Vladimír Vašíček


Vladimír Vašíček was a Czech painter, and one of the pioneers of Czech modern and abstract painting after the Second World War.
Vladimír Vašíček is one of the foremost representatives of non–figurative painting in the Czech republic. His artistic production spans the second half of the 20th century. The artist lives and works in his birthplace Svatobořice – Mistřín, a village in southern Moravia situated near a small town Kyjov, about 60 km from Brno.
The beginnings of Vašíček's artistic career were delayed by World War II – he could enter the Academy of Fine Arts only after the Liberation of our country. Having finished his studies he returned to his native region, where he founded his family and built a studio. In the hard days of totalitarian regime he persisted in his search for modern artistic expression and was trying to keep his artistic freedom and remain independent from the doctrine of the so-called socialistic realism.
Together with his friends, Moravian painters Kubíček, Matal and Vaculka, he searched for the possibilities of concentrated expression accompanied by stalized subjects and their transformation based on fauvist, cubist, futuristic, and particularly Orphist incentives. He took his inspiration from the classics of modern painting, mainly the work of František Kupka.
From 1960 he produced non–figurative paintings, in the beginning with quite a variable artistic form, which later became stabilized in two main lines, antipodal in a certain way and built on common aesthetic principle. It was based on the expression of the dynamism of life, sensualistic relation to reality and a harmosation principle dominating the whole of the painting.

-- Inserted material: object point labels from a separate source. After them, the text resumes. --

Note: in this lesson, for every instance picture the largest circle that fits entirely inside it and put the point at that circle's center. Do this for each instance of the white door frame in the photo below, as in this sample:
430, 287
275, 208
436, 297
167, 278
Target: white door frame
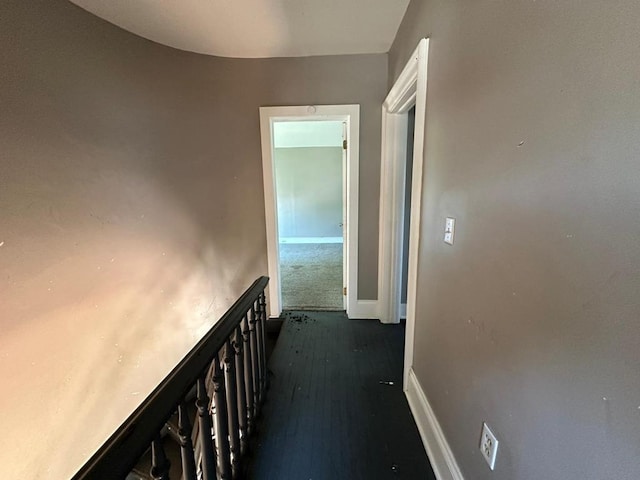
410, 89
350, 114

Vašíček reacted to the topical incentives of world art, for instance by increased interest in the expression value of the surface structure of the painting matter, by return to the principles of geometric abstraction, the Freedom of Tashist painting and spontaneity of gestic art, transforming all of these incentives into his own individual version rooted in the world of the artist's original thinking. Vašíček's paintings are conceived as a paraphrase of nonmaterial phenomena, energy, natural forces, physical and biological processes – of events in which man takes part as well.
The artist sees the surrounding world on the basis of both exact facts verified by science, and through his own perception and experience. For him it represents a firm system ruled by intrinsic logic and harmony. An antipode to this feeling of ceritude in the unrest of the soul, the chaos of human heart. The two components of existence come together in the ambivalent Being. Together with Nicolaus Cusanus the painter perceives it as absolute being that has resulted from the Creator's utterly wise project.
Vašíček's paintings reflect their author's philosophical vision, hisperception of universal truths, attempts to integrate incompatible polarities. However, they are deeply rooted in the experience of the simplest wonders of nature and the poetry of the fields, meadows and gardens of the sunny south of Moravia.
Josef Maliva, 1993

Vladimír Vašíček created actively until his last day.